DALLAS—What’s the secret to running an energy company? Finding new reserves? Cutting costs? Admirable safety records? Keeping investors happy?

All of those challenges can be summed up in how management handles risks. That was a common theme in some two-dozen investor presentations given Feb. 27-28 at Enercom’s Dallas 2019 investor symposium. The conference drew a crowd of more than 100 analysts, investors and industry observers.

“All we do is manage risk,” Talos Energy President and CEO Timothy Duncan told conference attendees, echoing comments in other presentations as executives described how their organizations cope with an unsettled market.

Talos’ focus has been on the Gulf of Mexico, both in the U.S. and Mexico. Duncan noted Talos’ Zama discovery in Mexico drew Wood McKenzie’s rating as the 2017 discovery of the year. Talos was a first mover into Mexico’s upstream following that nation’s constitutional changes that allowed private firms to enter exploration and production for the first time in eighty years.
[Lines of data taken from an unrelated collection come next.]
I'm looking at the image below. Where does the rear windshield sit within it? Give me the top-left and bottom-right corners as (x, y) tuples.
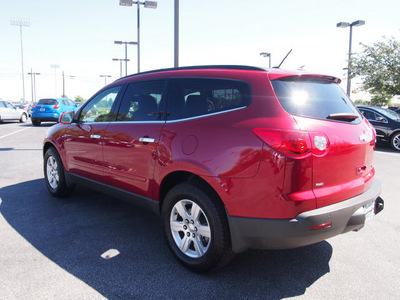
(38, 99), (57, 105)
(271, 78), (361, 123)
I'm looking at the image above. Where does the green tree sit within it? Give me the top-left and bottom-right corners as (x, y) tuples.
(351, 38), (400, 104)
(75, 96), (83, 102)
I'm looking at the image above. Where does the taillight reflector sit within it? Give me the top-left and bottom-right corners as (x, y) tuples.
(253, 128), (330, 158)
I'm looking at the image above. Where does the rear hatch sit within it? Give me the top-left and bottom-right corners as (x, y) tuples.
(270, 75), (375, 207)
(35, 99), (59, 113)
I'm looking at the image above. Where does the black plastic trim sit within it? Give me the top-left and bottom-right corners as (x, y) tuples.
(65, 172), (160, 215)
In U.S. waters, he said the firm’s extensive seismic footprint, coupled with advanced reprocessing, will all Talos to develop its portfolio around deepwater infrastructure it now holds, including Green Canyon and Mississippi Canyon.
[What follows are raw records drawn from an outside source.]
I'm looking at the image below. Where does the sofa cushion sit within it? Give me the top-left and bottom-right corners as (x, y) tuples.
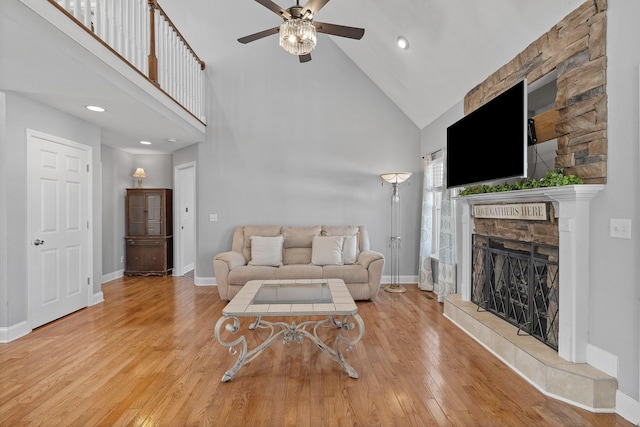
(276, 264), (322, 279)
(249, 234), (284, 267)
(311, 236), (344, 265)
(282, 225), (322, 249)
(282, 247), (311, 265)
(322, 264), (369, 283)
(342, 234), (358, 264)
(322, 225), (358, 236)
(241, 225), (282, 260)
(227, 265), (278, 285)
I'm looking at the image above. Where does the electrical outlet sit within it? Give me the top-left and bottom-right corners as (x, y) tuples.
(609, 218), (631, 239)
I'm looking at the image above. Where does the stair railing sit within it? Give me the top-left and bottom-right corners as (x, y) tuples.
(49, 0), (205, 123)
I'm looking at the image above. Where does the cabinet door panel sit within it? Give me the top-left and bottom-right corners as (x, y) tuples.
(127, 193), (145, 236)
(147, 193), (164, 236)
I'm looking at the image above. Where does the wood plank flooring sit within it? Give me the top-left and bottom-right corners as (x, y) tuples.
(0, 277), (631, 426)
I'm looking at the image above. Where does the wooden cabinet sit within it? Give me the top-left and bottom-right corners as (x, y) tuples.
(124, 188), (173, 276)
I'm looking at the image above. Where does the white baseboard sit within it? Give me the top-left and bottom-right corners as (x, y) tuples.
(102, 270), (124, 283)
(193, 276), (218, 286)
(587, 344), (618, 378)
(616, 390), (640, 425)
(0, 322), (31, 343)
(91, 291), (104, 305)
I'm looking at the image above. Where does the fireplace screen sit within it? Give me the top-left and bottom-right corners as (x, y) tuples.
(471, 234), (559, 350)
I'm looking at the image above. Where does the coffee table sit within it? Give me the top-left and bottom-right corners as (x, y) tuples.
(215, 279), (364, 382)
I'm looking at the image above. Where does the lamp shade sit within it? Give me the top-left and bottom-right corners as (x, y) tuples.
(380, 172), (411, 184)
(133, 168), (147, 178)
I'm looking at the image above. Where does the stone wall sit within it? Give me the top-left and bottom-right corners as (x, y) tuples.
(464, 0), (607, 184)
Likewise, GeoPark CEO James F. Park described his firm as “a risk management business.” It’s business model—creating and operating “a Texas-style independent in Latin America”—has been a challenge but has been successful, he said.

Park noted GeoPark production grew from 6,000 barrels of oil equivalent per day (Mb/d) to 36 Mb/d in nine years, from 2009 to 2018. Net present value has increased by a compound annual growth rate of 26%, he added. The firm has operations in Argentina, Brazil, Chile, Colombia and Peru.
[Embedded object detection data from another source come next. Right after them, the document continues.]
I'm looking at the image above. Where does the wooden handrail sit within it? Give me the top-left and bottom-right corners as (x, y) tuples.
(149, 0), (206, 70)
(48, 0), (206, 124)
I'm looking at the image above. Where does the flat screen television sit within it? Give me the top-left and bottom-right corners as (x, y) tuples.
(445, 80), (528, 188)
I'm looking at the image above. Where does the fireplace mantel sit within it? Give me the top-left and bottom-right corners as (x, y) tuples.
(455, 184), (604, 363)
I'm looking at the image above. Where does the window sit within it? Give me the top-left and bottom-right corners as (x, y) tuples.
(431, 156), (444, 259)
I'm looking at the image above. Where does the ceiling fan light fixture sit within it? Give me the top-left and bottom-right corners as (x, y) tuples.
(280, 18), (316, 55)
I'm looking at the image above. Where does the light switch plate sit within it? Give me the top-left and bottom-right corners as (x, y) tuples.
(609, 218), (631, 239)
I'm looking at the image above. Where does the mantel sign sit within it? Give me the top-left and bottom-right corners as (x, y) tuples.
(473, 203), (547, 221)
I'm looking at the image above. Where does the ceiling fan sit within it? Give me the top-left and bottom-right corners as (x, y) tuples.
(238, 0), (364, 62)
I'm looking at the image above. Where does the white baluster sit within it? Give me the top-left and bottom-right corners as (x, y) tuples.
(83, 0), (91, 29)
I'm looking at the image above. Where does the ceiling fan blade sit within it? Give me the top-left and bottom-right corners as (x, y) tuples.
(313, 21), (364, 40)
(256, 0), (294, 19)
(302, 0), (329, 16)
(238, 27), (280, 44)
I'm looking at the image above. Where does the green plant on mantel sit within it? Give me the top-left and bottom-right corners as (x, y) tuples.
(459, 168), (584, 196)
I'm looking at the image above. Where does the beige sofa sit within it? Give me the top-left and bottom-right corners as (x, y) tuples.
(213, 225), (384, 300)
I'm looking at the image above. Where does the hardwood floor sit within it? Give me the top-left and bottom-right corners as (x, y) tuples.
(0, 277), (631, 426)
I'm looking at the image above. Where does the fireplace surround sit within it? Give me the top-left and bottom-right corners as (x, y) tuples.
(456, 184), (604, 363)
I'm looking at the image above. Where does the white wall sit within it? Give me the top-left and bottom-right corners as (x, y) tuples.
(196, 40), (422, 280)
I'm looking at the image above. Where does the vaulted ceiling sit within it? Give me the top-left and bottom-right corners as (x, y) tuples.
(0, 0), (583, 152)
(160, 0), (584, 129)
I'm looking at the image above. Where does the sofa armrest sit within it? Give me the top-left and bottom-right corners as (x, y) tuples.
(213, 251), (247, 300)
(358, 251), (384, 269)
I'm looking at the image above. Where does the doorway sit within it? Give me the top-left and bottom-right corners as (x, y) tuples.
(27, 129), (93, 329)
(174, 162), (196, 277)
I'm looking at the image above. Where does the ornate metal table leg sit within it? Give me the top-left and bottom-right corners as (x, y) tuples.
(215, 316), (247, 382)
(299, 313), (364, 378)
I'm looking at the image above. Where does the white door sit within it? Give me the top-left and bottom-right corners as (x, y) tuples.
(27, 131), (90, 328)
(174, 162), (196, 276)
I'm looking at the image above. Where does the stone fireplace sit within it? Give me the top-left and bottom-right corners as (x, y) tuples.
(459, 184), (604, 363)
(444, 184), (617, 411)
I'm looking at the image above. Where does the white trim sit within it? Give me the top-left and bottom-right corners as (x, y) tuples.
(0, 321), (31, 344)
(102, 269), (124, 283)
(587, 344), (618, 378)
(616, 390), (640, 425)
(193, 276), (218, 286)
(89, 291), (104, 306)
GeoPark has had major finds in Colombia’s Llanos Basin and Peru’s Marañon Basin, as well as Chile’s the first oil production.

One of the industry’s more diversified players, Tulsa, Okla.-based Unit Corp., must consider the risks and rewards of investing capital in its three businesses: exploration and production, drilling, and midstream gathering and processing.

“We are in as good a shape as we have been in the 38 years I have been in this business,” Unit President and CEO Larry Pinkston told the conference, “because of a history of excellent capital stewardship.”

Upstream, “our prospect inventory is very good,” he added.

Pinkston said Unit’s upstream portfolio offers high-return drilling opportunities, growing oil and liquids component, and attractive full-cycle. In the midstream, its Superior Pipeline subsidiary “enhances Unit’s all-in drilling economics and provides a predictable cash flow stream, supported by both Unit and third-party volumes.” Meanwhile, Unit Drilling “has a high-spec AC rig fleet that is fully contracted.”

Data, and its potential uses, allow producers to better manage risk through rapid development of artificial intelligence and machine learning, said Tom Chikoore, founding principal with Innovation Illustrated, a data management consulting firm.

Unfortunately, many energy-firm data management projects “fail to get out of the laboratory,” Chikoore said. Such projects “have got to marry the business objectives” of a firm to be a success. But the potential rewards can be tremendous when that happens, he added. Businesses “can leapfrog [competitors] because they have a lot of data” and know how to use it.

Brian Lidsky, senior director at Drillinginfo, also had much to say about data and its impact on managing risk.

“We’re a decade into the shale revolution,” Lidsky reminded the conference, and the industry has a vast amount of financial and operational data to draw on to help executives make wise decisions. The challenges is to make all that information usable.

Although commodity markets have been unsettled, he pointed out “the good news in terms of prices is that, basically, we’re where we were a year ago” despite ups and downs in recent months.

But Wall Street hasn’t recognized that and energy stocks remain out of favor, he said. “Obviously, the sentiment for E&Ps has been challenging.”